Viral load and CD4 count measurements

Plasma viral loads were measured by using either the Roche Amplicor Monitor assay with a detection limit of 400 HIV-1 RNA copies/ml plasma or the Roche Ultrasensitive assay with a detection limit of 50 RNA copies/ml plasma, according to the manufacturer's instructions. CD4 counts were determined from fresh whole blood by using Tru-Count technology and analyzed on a four-color flow cytometer (Becton Dickinson) according to the manufacturer's instructions.
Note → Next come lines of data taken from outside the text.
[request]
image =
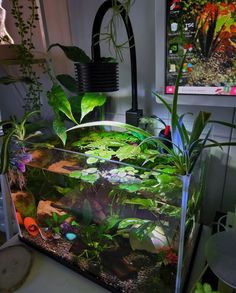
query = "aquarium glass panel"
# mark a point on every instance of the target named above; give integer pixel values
(114, 222)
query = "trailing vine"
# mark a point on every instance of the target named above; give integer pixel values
(25, 26)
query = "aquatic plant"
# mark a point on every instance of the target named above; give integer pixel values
(78, 106)
(17, 131)
(96, 239)
(55, 221)
(204, 288)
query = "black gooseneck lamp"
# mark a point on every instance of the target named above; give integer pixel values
(102, 76)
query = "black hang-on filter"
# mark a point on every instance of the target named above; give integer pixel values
(101, 75)
(97, 77)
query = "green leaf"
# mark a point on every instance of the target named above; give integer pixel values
(75, 103)
(112, 124)
(130, 222)
(58, 100)
(199, 125)
(68, 82)
(13, 79)
(74, 53)
(174, 116)
(127, 152)
(87, 215)
(76, 174)
(60, 130)
(223, 123)
(144, 202)
(90, 101)
(5, 152)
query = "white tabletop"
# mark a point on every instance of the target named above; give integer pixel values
(47, 276)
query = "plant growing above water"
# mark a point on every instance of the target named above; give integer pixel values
(18, 132)
(187, 144)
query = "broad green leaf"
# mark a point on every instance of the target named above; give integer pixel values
(58, 100)
(90, 101)
(112, 124)
(75, 103)
(130, 222)
(127, 152)
(76, 174)
(199, 125)
(144, 202)
(27, 116)
(60, 130)
(73, 53)
(130, 187)
(68, 82)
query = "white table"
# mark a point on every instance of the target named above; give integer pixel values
(48, 276)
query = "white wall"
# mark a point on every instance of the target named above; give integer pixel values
(70, 22)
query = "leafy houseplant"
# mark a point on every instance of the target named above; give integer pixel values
(25, 23)
(187, 145)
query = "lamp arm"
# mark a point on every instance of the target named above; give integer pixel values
(96, 44)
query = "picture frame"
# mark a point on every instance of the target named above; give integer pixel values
(206, 32)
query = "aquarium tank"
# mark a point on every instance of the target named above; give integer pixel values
(109, 208)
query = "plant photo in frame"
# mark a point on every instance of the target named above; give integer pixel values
(205, 32)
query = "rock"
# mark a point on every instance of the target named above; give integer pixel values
(45, 210)
(150, 242)
(24, 203)
(40, 158)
Data analyses and statistics

Data of scatterplots from the flow cytometer (FCS files) were analyzed by using FlowJo software version 9.5.5 (Tree Star, Ashland, OR). Differences between the three studied groups were examined by using Kruskal–Wallis test with Dunn's post-test followed by Mann–Whitney U test. Frequencies of cells expressing measured receptors/markers and cytokines between specified NK cell subsets in healthy donors and HIV-infected (either viremic or treated) groups were compared by the Mann–Whitney U test by using GraphPad Prism version 5.0 software (GraphPad Software, Inc., La Jolla, CA). Differences between groups were considered statistically significant at p < .05 level.

Results

HIV-1 infection is associated with expansion of the CD56⁻CD16⁺ NK cell subset

We examined phenotypic differences in NK cells based on their surface expression of Siglec-7, NKG2A, and NKG2C as well as assessed differentiation status by KIR and NKG2A expression by using a model described by Beziatet al.²³ NK cells were identified as viable CD3⁻CD14⁻CD19⁻ lymphocytes, and total NK cells were defined by CD56 and CD16 surface marker expression (Fig. 1A). NK cells were further classified, based on relative expression of CD56 and CD16 markers, into three major subsets: the CD56⁺CD16⁻(bright) subset, the cytotoxic CD56⁺CD16⁺(dim) subset, and the “pathologic” CD56⁻CD16⁺(negative) subset,⁸ (Fig. 1B). The differences in the expression of the phenotypic markers listed earlier as well as differentiation status were assessed in the total NK cell population (defined here as combined CD56⁺CD16⁻, CD56⁺CD16⁺, and CD56⁻CD16⁺ subsets) and in the different subsets specified by KIR and NKG2A (Fig. 1C).

FIG. 1.

Representative NK cell gating strategy used to identify total NK cell (CD56brights, CD56dims and CD56negatives combined) population (A), different NK cell subsets based on CD56 and CD16 expression (B), and NK cell differentiation by KIR and NKG2A expression (C) in healthy donors and HIV-infected subjects. Frequency of CD56⁺ (CD56⁺ defined as CD56brights and CD56dims combined) (D) and CD56negative (E) of total NK cells in viremic and treated chronic HIV-infected individuals versus healthy donors. Initial gating was on lymphocytes, followed by exclusion of cell doublets, dead cells, monocytes, B cells, and T cells by using live/dead exclusion dye, CD14⁺, CD19⁺, and CD3, respectively, before gating on total NK cell subsets or by specified NK cell subsets. NK, natural killer; KIR, killer immunoglobulin receptors.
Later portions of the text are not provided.